Comparing a formula column with value column in excel

Comparing a formula column with value column in excel - c#

I have two columns in a excel sheet. I am populating the first column with a formula and I have some values in second column. Now I want to compare these two columns and need to display True/false in third column.

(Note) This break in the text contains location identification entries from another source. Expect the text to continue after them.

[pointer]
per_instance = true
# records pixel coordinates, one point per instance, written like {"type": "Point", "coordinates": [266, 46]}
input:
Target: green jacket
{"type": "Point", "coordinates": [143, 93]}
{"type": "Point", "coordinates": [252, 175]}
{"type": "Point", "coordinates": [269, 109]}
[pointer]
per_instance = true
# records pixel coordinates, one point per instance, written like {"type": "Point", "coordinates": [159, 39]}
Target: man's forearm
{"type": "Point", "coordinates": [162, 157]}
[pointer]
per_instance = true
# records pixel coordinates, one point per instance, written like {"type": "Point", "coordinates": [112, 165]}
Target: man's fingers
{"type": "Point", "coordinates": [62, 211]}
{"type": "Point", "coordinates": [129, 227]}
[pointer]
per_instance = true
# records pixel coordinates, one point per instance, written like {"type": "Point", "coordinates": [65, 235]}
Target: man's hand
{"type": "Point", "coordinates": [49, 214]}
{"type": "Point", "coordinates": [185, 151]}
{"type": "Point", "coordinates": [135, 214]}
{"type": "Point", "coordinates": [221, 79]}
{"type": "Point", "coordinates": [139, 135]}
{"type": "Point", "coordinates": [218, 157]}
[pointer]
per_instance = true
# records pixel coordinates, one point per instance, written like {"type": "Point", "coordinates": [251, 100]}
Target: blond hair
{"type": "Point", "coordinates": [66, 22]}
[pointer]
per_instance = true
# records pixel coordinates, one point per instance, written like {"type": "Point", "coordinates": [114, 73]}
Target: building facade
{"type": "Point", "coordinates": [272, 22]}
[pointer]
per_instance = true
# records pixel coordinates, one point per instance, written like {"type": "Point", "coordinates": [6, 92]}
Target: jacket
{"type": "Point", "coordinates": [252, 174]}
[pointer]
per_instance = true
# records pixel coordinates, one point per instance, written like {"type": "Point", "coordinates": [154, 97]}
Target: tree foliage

But when I use 'IF' condition all I am getting is FALSE. Here is my code.
Formulating the column
using (ExcelPackage xlPackage = new ExcelPackage(newFile))
{
ExcelWorksheet worksheet = xlPackage.Workbook.Worksheets[GetConfigValue("Reconsheet")];
int totalRows = worksheet.Dimension.End.Row;
for (int row = startupRow; row <= totalRows; row++)
{
//Formula
string vlookforH = "IF(ISNA(VLOOKUP(C" + row + ",PWA!A:B,2,FALSE)),0,VLOOKUP(C" + row + ",PWA!A:B,2,FALSE))";
worksheet.Cells[row, 8].Formula = vlookforH;
}
xlPackage.Save();
MessageBox.Show("PWA hours received");
}
Comparing Formula column and Normal value column:
for (int row = startupRow; row <= totalRows; row++)
{
if (Convert.ToInt32(worksheet.Cells[row, 18].Value) != 0)
{
decimal hvalue = (worksheet.Cells[row, 8].Value) != null ? Convert.ToDecimal(worksheet.Cells[row, 8].Value.ToString()) : 0;
decimal rvalue = (worksheet.Cells[row, 18].Value) != null ? Convert.ToDecimal(worksheet.Cells[row, 18].Value.ToString()) : 0;
if (hvalue == rvalue)
{
worksheet.Cells[row, 31].Value = "True";
}
else
{
worksheet.Cells[row,31].Value = "False";
Count = Count + 1;
}
}
}
When I am debugging the application, I realized hvalue is always zero because it's a formula column.
I've tried in different ways, but unable to find the solution. Can anyone help me? What am I doing wrong?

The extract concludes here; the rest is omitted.